Late in a close game, Georgia Tech’s football team figures its coach will think of something. Late in a close game, Tech’s basketball team is pretty much on its own. Because Paul Hewitt won’t have any timeouts to call, and even if he did, what’s he going to say?
How many times have we seen the same game that played out at Tech on Sunday? Heck, we’ve seen it three times over two calendar years against Florida State alone. Tight down the stretch, plays to be made … and darned if Leonard Hamilton’s guys don’t make them every time. Coincidence?
In December 2007 Tech lost to FSU here on a length-of-the-court drive even though the Seminoles were missing all their big guys that night. In the ACC tournament in March the Jackets lost when Hamilton drew up a beautiful inbounds play for the winning layup. This time it should have been different — the Seminoles no longer have Toney Douglas and Tech has a passel of gifted freshmen — but was not.

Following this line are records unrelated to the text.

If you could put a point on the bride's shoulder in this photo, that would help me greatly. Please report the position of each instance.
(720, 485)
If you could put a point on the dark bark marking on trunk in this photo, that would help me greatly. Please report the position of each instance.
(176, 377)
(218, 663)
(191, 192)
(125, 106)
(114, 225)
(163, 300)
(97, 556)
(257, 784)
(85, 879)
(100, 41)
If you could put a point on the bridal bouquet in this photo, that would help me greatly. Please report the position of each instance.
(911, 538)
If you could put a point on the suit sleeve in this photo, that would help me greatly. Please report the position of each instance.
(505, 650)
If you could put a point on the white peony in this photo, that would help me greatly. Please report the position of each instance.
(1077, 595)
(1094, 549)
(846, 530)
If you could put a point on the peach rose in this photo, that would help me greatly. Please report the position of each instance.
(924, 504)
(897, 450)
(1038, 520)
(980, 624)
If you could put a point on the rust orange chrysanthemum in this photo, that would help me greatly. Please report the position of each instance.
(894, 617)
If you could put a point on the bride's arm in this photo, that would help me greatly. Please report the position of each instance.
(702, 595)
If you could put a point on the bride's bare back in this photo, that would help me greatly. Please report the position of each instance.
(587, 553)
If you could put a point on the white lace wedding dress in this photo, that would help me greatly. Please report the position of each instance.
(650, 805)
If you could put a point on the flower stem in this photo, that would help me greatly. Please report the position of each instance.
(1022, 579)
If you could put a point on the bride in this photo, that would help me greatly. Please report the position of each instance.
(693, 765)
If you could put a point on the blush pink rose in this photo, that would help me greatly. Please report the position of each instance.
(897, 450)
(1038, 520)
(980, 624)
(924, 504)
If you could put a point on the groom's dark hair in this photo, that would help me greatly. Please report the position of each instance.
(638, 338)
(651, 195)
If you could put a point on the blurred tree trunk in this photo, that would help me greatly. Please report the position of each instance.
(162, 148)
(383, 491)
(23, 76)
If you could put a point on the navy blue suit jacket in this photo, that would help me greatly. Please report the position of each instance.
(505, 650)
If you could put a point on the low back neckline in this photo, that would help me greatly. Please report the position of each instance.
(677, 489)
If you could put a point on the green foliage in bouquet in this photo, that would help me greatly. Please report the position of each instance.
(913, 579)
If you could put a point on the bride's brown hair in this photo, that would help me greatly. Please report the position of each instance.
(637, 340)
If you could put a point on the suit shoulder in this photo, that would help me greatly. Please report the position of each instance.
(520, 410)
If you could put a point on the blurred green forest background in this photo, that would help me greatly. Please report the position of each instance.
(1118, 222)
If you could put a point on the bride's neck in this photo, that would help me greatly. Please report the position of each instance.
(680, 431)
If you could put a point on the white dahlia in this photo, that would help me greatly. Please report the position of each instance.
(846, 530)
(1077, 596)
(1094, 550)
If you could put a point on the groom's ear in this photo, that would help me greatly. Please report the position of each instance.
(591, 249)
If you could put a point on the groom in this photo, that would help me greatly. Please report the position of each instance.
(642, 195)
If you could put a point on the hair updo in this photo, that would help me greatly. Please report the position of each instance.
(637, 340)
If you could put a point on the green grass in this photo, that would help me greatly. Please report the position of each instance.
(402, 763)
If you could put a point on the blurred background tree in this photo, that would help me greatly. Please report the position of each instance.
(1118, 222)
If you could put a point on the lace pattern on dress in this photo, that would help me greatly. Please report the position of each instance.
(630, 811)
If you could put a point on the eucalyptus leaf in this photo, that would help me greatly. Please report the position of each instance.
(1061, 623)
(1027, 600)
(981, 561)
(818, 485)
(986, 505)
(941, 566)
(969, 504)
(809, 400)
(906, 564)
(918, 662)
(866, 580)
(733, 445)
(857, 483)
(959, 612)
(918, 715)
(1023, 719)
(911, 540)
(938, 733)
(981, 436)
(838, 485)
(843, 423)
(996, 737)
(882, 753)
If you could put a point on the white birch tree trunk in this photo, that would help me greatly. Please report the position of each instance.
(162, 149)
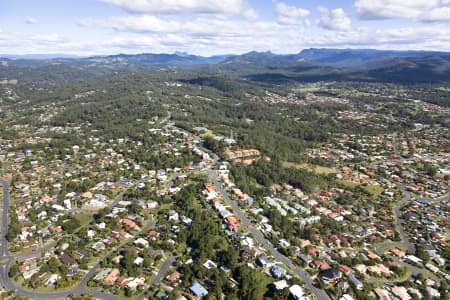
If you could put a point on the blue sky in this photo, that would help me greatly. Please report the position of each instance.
(208, 27)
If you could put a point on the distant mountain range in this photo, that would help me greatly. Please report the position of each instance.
(308, 65)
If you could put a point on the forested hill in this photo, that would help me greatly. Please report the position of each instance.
(406, 67)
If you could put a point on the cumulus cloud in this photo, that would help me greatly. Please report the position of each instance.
(335, 19)
(422, 10)
(440, 14)
(228, 7)
(31, 20)
(290, 13)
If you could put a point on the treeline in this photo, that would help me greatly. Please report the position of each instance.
(266, 173)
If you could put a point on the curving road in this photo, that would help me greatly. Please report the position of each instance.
(162, 271)
(6, 260)
(319, 293)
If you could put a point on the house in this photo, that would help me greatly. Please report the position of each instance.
(174, 277)
(52, 279)
(98, 246)
(131, 224)
(382, 294)
(296, 292)
(398, 253)
(138, 261)
(198, 290)
(265, 262)
(161, 294)
(280, 285)
(277, 271)
(209, 265)
(330, 275)
(102, 274)
(141, 242)
(356, 282)
(68, 260)
(401, 293)
(112, 276)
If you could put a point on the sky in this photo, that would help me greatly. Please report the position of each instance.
(215, 27)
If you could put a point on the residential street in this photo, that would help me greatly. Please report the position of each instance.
(319, 293)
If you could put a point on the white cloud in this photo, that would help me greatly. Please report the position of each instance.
(228, 7)
(422, 10)
(48, 38)
(335, 19)
(31, 20)
(440, 14)
(290, 12)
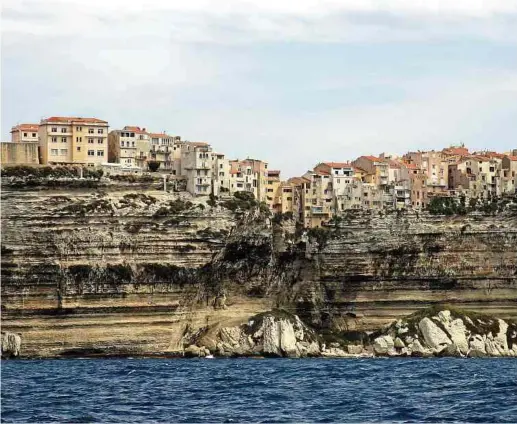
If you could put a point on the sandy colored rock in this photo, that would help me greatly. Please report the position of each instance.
(383, 344)
(11, 344)
(433, 335)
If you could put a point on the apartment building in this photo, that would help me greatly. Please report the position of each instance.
(377, 169)
(433, 164)
(162, 149)
(220, 174)
(317, 198)
(272, 190)
(129, 146)
(418, 186)
(249, 175)
(509, 174)
(25, 133)
(350, 197)
(285, 198)
(341, 175)
(196, 167)
(480, 176)
(73, 140)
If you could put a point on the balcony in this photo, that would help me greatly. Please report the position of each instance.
(318, 210)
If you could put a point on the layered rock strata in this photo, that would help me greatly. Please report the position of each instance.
(116, 271)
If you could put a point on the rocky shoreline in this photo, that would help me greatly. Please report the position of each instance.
(433, 332)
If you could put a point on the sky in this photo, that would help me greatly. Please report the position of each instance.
(290, 82)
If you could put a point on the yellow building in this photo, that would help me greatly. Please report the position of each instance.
(27, 133)
(73, 140)
(285, 198)
(272, 185)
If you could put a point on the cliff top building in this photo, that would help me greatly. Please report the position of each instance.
(73, 140)
(25, 133)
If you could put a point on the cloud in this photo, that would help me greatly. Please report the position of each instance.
(291, 82)
(266, 21)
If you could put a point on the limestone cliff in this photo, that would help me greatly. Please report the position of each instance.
(117, 271)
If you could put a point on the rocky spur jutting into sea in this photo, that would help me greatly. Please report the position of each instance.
(123, 269)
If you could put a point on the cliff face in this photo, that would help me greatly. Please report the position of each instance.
(127, 272)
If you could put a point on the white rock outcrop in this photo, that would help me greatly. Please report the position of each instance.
(383, 344)
(433, 335)
(456, 330)
(11, 344)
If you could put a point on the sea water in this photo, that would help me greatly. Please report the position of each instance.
(260, 390)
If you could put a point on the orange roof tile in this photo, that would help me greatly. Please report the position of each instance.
(26, 127)
(74, 119)
(338, 164)
(160, 135)
(373, 158)
(321, 172)
(455, 151)
(409, 165)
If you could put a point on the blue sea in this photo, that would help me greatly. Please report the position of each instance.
(260, 390)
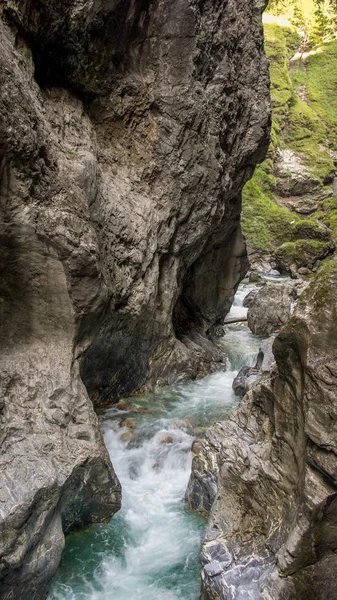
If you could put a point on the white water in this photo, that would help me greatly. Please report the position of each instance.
(150, 550)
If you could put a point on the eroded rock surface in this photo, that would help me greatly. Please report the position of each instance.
(127, 130)
(268, 471)
(270, 308)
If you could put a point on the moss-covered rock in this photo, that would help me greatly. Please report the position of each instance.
(311, 230)
(303, 88)
(302, 253)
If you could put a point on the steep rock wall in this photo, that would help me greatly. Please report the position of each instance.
(267, 474)
(127, 132)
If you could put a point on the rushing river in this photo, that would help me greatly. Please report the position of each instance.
(150, 549)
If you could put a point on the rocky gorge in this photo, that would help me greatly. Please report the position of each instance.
(127, 132)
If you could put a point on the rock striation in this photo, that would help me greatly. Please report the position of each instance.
(267, 474)
(270, 308)
(127, 130)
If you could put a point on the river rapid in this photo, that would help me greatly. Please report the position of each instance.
(150, 549)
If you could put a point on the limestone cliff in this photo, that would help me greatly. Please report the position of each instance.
(127, 130)
(290, 207)
(268, 472)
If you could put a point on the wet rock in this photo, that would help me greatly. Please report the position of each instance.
(248, 300)
(183, 424)
(197, 447)
(292, 176)
(244, 380)
(248, 376)
(129, 423)
(254, 277)
(120, 234)
(166, 439)
(126, 436)
(273, 463)
(123, 405)
(270, 308)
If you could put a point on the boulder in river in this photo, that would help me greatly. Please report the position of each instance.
(128, 129)
(271, 308)
(269, 470)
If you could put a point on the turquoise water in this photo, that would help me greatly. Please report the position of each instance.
(150, 549)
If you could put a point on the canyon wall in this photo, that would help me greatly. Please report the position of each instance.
(128, 129)
(267, 474)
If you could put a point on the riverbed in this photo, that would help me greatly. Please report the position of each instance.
(150, 549)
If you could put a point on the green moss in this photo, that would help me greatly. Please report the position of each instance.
(310, 230)
(302, 253)
(304, 120)
(321, 285)
(264, 223)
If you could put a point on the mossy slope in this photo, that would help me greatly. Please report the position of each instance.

How many times have we seen it? Twenty? Fifty? A hundred fifty? Tech falls behind because it can’t run its offense. It rallies on defense and desperation and sheer talent. Then it loses at the end. The belief in this space is that no other ACC team — not Carolina, not Duke — can match these Jackets in manpower, but against an FSU team that had lost by 16 to Florida and by 13 to Ohio State manpower wasn’t enough.

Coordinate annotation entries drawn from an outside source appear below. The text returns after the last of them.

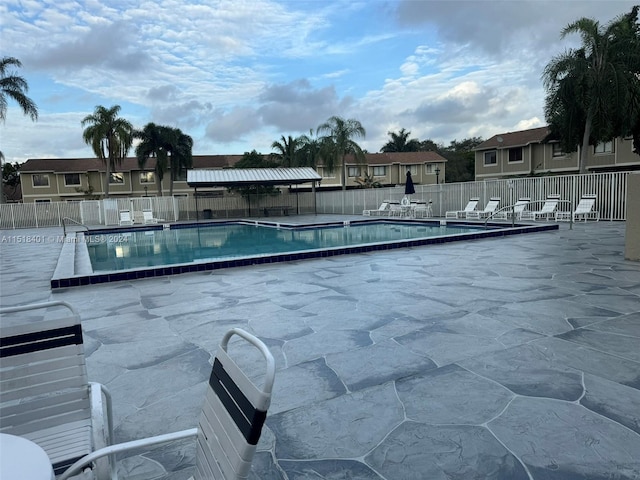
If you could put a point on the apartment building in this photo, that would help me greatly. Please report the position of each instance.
(530, 152)
(74, 179)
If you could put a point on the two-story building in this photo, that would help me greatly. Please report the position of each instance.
(530, 152)
(74, 179)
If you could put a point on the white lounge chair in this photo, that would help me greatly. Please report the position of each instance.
(383, 209)
(147, 217)
(517, 210)
(547, 212)
(471, 206)
(125, 218)
(585, 210)
(46, 396)
(230, 423)
(491, 207)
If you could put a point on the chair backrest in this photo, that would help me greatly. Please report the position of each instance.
(43, 380)
(471, 206)
(492, 204)
(586, 203)
(233, 414)
(550, 204)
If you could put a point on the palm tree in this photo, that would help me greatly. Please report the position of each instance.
(180, 147)
(588, 87)
(15, 87)
(338, 143)
(110, 138)
(155, 142)
(400, 143)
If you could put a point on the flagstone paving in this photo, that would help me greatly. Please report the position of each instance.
(509, 358)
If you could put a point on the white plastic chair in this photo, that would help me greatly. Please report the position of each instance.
(230, 424)
(470, 207)
(45, 393)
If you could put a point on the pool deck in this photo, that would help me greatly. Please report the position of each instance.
(509, 358)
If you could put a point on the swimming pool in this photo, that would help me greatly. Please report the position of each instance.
(117, 254)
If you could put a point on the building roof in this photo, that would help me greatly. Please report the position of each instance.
(81, 165)
(404, 158)
(231, 177)
(515, 139)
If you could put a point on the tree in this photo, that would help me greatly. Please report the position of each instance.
(154, 142)
(110, 138)
(338, 142)
(400, 142)
(180, 147)
(287, 151)
(15, 87)
(593, 92)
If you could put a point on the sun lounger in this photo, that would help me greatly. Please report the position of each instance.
(515, 211)
(547, 212)
(383, 209)
(46, 396)
(471, 206)
(491, 207)
(230, 423)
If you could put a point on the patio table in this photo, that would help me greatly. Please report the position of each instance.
(21, 458)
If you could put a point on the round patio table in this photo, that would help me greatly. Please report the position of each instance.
(21, 458)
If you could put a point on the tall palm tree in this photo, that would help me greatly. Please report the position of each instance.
(155, 141)
(400, 142)
(110, 138)
(180, 147)
(338, 142)
(15, 87)
(588, 86)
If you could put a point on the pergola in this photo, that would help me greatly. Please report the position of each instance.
(242, 177)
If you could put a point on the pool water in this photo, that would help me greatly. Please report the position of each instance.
(149, 248)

“We have the ability [to go places],” said Gani Lawal after a game in which he made one basket. “We’ve got to do the things it takes.”
To watch Tech these past several seasons has been to see two different entities — the halting bunch that falls behind and the daring crew that finally decides, “Heck with this.” The Jackets rallied against Florida State only because Zachery Peacock, who needs little encouragement to shoot, started shooting every time he touched the ball.
There aren’t many teams in the land who have a Peacock as a sixth or seventh option. But if the team’s ACC opener was any gauge, the longstanding question remains: Can this coach get the most out of his many good men? Hewitt missed the 2003 NCAA tournament with Chris Bosh, and he made it only as a 10th seed in 2007 with four players who would move on to NBA rosters. This team is deeper than any he has had, but can Hewitt find a mesh?
“We’ll fit together,” Lawal said. Then this: “It doesn’t matter if we fit or don’t fit if we aren’t doing what we’re supposed to do.”
Lawal and Derrick Favors should be the nation’s finest 5-4 combo. They combined for 12 points on 15 shots against FSU. Thwarted underneath by the tall and quick Seminole defense, the Jackets lacked all form and function. Something’s wrong when Glen Rice Jr., a freshman who doesn’t start, takes more shots than Favors, projected as the second player taken in the 2010 NBA draft. But weren’t we saying the same seven years ago, that Bosh (the No. 4 pick in 2004) didn’t get enough shots?
About the timeouts: Hewitt spent his last in regulation with 3:02 remaining to set up his press, which did help Tech pull even. And he burned his one in OT with 2:52 left because, he said, “Zach asked me to call it. He had a cramp.” And the timeout thing wouldn’t have been such a big deal if it didn’t happen as a matter of course.
This should be a big season for Tech hoops, and it still could be. (To be fair, FSU wasn’t an easy league opener, even at home.) But anyone expecting a bold new look Sunday went away disappointed. This was, sorry to say, the same old Tech.